Barnet Council says it has launched the consultation because of concern about the “high level of perceived ‘non-resident’ parking in the uncontrolled roads around Barnet Hospital resulting in fewer places for residents to park”.
Subject to the level of support, the council would introduce controls to deter all day commuter-type parking, protect residents’ parking, allow for visitor parking, and improve parking layout and traffic flow.
If roads were included in a new CPZ resident parking bays and yellow line waiting restrictions would be marked on the street and residents wishing to park in the resident bays would need to purchase a valid permit.
Pressure for the CPZ to be extended has come from residents in the roads closest to the hospital, and especially in streets to the north of Wood Street and Barnet Road where there is additional uncontrolled parking caused by the vehicles of pupils and parents at Queen Elizabeth’s Boys School.
At the busiest times of the day there is considerable congestion when coaches and mini-buses are dropping off and collecting pupils.
To the south of Wood Street and Barnet Road, ambulances and the cars of para-medics approaching and leaving Barnet Hospital have to cope with congested roads such as Wellhouse Lane and Elmbank Avenue.
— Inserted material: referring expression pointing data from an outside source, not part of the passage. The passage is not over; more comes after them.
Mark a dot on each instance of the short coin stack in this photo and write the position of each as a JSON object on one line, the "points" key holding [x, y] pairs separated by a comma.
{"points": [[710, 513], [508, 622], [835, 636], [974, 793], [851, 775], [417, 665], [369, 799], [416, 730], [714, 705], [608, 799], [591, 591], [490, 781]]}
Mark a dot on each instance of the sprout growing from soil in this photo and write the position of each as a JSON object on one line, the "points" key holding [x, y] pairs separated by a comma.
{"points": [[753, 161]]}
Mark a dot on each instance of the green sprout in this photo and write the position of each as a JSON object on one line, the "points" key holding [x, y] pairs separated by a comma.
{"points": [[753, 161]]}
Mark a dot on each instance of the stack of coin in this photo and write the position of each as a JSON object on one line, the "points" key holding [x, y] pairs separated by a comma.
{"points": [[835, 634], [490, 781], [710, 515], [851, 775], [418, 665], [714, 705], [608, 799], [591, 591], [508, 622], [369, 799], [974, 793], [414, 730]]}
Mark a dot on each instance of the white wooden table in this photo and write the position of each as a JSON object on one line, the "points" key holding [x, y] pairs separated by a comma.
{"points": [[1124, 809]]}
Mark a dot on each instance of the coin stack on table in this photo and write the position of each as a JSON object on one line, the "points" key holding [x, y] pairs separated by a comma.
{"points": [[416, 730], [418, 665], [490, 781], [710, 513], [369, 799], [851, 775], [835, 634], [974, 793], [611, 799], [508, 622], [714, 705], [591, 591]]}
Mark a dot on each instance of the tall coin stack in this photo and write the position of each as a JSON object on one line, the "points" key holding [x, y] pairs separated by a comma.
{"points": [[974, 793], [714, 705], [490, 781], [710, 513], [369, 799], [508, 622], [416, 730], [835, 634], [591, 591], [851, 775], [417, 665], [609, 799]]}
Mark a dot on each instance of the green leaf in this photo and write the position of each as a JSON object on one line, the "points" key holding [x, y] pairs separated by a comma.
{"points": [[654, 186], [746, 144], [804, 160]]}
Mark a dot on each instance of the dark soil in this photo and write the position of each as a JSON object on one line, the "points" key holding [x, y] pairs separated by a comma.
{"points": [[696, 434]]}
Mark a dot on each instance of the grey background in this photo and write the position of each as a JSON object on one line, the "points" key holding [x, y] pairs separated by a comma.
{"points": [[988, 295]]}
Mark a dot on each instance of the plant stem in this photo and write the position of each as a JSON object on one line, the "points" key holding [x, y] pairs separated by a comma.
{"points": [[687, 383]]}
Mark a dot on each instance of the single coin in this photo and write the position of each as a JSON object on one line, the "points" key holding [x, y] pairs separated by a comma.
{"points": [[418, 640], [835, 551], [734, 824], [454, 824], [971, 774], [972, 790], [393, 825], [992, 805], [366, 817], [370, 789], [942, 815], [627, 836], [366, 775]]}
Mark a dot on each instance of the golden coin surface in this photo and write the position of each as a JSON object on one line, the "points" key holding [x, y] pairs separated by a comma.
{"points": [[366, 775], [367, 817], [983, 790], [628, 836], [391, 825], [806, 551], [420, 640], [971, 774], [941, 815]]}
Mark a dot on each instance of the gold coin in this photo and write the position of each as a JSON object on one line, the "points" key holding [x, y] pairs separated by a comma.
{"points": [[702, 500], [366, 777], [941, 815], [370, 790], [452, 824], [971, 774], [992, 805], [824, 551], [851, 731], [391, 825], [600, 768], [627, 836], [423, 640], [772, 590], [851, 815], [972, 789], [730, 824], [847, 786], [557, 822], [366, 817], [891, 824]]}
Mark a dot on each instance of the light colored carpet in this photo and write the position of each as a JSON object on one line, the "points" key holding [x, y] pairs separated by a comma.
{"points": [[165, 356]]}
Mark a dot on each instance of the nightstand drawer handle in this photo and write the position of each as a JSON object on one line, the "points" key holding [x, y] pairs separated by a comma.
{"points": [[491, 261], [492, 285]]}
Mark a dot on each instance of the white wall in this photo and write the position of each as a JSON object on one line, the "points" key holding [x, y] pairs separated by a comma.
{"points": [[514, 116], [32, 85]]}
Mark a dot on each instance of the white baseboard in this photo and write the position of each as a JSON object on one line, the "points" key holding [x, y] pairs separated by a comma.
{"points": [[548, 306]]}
Parked vehicles restrict the flow of traffic and anger residents who struggle to gain access to their properties because of the cars parked by outpatients rushing to appointments or parents waiting for their children.
Residents fear there will be further pressure on parking spaces in and around Galley Lane and Elmbank Avenue once Linden Homes has completed the construction of 114 new homes on the site of the former nurses’ homes at Elmbank.
When Linden Homes obtained planning permission, the developers promised it would contribute to a traffic survey in the area.